Rep: Mutia Ramdhani/ Red: Chairul Akhmad
Kantor Bank Indonesia (BI) di Jakarta.
Foto: Republika/Wihdan Hidayat
Kantor Bank Indonesia (BI) di Jakarta.

REPUBLIKA.CO.ID, JAKARTA -- Bank Indonesia (BI) menyatakan terus melakukan intervensi untuk mengarahkan kebijakan nilai tukar Rupiah agar sesuai kondisi fundamentalnya.

Salah satunya mencocokkan nilai tukar dengan kondisional ekspor impor Indonesia, serta cadangan devisa.

Gubernur BI, Darmin Nasution, mengatakan fokus kebijakan BI tahun ini salah satunya mengelola keseimbangan eksternal nilai tukar Rupiah sesuai kondisi fundamentalnya.

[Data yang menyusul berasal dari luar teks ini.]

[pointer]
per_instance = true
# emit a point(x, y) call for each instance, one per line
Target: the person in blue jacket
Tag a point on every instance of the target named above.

"BI hanya menjaga agar fluktuasi Rupiah tidak tajam yang pada akhirnya membuat dunia usaha kebingungan," kata Darmin dalam Rapat Dewan Gubernur BI di Jakarta, Kamis (10/1).

Menurut Darmin, fluktuasi Rupiah yang tajam menganggu aktivitas bisnis. BI juga memerhatikan persepsi pasar terhadap rupiah dari menit ke menit. Fluktuasi rupiah tahun ini juga menentukan seberapa banyak perannya untuk menarik investor masuk ke Indonesia. 

Darmin menambahkan, cadangan devisa saat ini masih cukup untuk menjaga stabilitas nilai tukar rupiah. Hingga akhir Desember 2012, cadangan devisa mencapai 112,78 miliar dolar AS atau setara 6,1 bulan impor ditambah pembayaran utang luar negeri pemerintah. 

Jumlahnya meningkat dibandingkan posisi November 111,285 miliar dolar AS. Ke depannya, BI juga ikut berkoordinasi dengan pemerintah untuk mengurangi defisit transaksi berjalan yang salah satunya menjadi sebab melemahnya rupiah.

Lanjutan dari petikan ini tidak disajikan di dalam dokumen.